How does SelfIE work?
Extract hidden embedding to interpret from an original forward pass of an input prompt through LLM.
Interpret the embedding with interpretation forward pass through the same LLM.
The interpretation forward pass takes in an interpretation prompt to summarize the embedding.
Inject the embedding to interpret in the placeholder of the interpretation prompt during interpretation forward pass.
We also calculate a Relevancy Score as the treatment effect of injecting the embedding to interpret into interpretation forward pass to measure how relevant the interpretation is to the embedding being interpreted. Relevancy Score will be shown in highlight in examples below.
Understand LLM reasoning with SelfIE
While previous interpretation methods such as linear probes can only interpret a closed set of concepts with training, SelfIE can interpret open-world concepts without any training. We therefore could use SelfIE to understand LLM internal reasoning in general.
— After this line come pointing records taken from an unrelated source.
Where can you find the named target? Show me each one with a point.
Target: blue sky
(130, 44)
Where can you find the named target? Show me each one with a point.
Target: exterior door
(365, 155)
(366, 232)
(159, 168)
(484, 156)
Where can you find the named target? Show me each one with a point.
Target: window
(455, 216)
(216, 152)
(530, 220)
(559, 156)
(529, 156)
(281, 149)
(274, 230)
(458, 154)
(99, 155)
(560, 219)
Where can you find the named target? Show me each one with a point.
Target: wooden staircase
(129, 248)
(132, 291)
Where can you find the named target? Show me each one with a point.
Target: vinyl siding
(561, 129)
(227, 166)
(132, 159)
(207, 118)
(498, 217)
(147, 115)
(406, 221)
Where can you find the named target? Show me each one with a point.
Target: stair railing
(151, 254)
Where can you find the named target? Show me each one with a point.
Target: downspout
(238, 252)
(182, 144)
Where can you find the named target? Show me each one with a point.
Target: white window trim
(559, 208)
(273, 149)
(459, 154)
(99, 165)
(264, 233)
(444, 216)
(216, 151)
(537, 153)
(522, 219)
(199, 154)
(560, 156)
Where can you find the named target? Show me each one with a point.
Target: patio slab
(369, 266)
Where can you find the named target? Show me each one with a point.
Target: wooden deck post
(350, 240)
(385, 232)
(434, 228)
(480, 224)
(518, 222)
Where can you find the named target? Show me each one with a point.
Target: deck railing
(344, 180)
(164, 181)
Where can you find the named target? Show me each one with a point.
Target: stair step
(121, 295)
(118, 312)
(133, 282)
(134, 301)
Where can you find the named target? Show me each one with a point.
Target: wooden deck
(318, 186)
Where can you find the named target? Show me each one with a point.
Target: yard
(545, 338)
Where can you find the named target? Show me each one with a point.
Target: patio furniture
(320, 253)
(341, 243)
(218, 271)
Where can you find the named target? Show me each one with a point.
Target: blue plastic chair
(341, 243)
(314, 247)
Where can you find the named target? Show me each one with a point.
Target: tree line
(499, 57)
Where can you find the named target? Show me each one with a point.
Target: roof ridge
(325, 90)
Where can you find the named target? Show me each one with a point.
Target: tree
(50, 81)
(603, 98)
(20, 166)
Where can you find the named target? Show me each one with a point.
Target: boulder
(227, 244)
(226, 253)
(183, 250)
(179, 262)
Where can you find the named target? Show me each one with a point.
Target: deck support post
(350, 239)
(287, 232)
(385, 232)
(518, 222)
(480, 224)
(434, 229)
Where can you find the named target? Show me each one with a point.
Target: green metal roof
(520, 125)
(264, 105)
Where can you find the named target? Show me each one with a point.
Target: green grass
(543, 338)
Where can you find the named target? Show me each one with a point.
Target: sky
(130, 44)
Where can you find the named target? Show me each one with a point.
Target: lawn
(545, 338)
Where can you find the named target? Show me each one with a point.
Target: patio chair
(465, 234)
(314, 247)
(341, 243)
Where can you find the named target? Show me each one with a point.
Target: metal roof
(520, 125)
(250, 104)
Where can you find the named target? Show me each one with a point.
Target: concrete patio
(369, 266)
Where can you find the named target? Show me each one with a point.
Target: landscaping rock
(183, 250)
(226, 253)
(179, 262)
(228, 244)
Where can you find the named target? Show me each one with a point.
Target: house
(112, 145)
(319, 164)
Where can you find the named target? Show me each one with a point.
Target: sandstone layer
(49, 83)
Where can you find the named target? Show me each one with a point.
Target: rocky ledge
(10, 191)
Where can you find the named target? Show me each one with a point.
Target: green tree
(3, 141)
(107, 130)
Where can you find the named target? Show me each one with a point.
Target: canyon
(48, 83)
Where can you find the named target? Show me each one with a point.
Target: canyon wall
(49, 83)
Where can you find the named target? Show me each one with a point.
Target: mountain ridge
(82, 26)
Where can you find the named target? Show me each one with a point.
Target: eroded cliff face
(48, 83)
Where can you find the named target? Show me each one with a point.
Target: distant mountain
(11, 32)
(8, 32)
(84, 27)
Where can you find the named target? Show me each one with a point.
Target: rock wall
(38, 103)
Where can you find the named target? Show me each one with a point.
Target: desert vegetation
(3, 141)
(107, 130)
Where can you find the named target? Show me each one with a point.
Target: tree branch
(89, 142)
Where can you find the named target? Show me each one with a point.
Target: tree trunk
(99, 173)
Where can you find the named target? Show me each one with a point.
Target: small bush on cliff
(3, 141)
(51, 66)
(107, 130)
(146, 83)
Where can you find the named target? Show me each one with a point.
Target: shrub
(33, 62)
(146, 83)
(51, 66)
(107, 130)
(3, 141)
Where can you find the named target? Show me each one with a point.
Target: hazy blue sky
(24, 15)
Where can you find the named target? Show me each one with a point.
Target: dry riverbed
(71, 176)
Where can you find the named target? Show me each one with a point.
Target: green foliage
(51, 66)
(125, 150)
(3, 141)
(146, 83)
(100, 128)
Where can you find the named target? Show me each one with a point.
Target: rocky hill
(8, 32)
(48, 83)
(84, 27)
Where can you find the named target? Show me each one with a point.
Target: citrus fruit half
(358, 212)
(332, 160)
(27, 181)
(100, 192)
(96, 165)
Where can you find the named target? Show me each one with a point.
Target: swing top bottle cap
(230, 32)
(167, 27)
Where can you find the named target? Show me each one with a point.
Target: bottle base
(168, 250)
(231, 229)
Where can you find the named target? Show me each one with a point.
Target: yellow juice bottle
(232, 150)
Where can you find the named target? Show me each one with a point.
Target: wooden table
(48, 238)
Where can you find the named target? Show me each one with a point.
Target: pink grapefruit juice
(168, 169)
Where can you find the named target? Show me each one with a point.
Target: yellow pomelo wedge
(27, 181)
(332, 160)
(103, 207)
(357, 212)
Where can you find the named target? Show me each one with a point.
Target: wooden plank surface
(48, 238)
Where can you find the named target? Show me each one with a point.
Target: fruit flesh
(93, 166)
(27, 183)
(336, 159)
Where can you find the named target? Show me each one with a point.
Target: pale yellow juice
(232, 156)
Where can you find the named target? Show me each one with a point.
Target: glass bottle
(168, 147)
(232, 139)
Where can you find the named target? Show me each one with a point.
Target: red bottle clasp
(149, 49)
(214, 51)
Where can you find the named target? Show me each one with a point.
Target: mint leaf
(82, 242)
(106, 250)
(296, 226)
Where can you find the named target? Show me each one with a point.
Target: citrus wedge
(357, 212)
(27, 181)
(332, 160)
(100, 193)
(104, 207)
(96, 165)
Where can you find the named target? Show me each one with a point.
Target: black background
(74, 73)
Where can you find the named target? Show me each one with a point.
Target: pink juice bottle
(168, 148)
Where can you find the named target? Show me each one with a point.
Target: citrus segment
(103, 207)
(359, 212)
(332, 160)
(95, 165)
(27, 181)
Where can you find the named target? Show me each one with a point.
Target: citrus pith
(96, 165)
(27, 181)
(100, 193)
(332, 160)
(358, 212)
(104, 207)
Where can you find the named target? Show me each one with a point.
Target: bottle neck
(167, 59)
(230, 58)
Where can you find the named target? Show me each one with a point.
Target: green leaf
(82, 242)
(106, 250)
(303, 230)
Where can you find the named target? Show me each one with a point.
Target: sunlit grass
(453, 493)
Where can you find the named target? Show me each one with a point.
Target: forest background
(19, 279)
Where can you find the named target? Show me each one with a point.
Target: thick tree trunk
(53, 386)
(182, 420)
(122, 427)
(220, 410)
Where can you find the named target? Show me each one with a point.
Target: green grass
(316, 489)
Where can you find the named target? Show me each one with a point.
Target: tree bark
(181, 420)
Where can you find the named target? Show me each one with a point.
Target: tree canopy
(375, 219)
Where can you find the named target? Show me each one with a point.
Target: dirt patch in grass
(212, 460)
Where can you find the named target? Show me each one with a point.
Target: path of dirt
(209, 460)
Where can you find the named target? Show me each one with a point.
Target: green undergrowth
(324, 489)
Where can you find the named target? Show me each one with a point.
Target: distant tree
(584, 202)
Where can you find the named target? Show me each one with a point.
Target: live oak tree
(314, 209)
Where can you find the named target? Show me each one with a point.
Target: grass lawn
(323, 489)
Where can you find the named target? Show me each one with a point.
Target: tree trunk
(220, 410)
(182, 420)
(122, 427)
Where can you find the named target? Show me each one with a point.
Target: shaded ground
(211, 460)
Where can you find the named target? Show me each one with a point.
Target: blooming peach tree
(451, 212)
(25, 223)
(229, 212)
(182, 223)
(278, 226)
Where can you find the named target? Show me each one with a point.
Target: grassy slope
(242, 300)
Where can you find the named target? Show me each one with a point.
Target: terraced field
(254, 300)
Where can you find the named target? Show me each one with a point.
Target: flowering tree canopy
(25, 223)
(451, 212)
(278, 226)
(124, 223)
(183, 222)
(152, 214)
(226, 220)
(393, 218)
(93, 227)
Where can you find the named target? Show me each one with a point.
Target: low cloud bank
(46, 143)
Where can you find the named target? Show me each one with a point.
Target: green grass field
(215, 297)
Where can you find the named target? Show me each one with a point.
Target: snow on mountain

Access Reasoning When Explanation Changes Response. When LLaMA is asked about making a decision in the trolley problem scenario, attaching explain reason at the end of the prompt alters LLaMA's answer. Therefore, we cannot access LLaMA's reasoning to the answer Yes when asked to answer in only one word from the output. SelfIE reveals that the answer Yes might be a result of conforming to the majority opinions.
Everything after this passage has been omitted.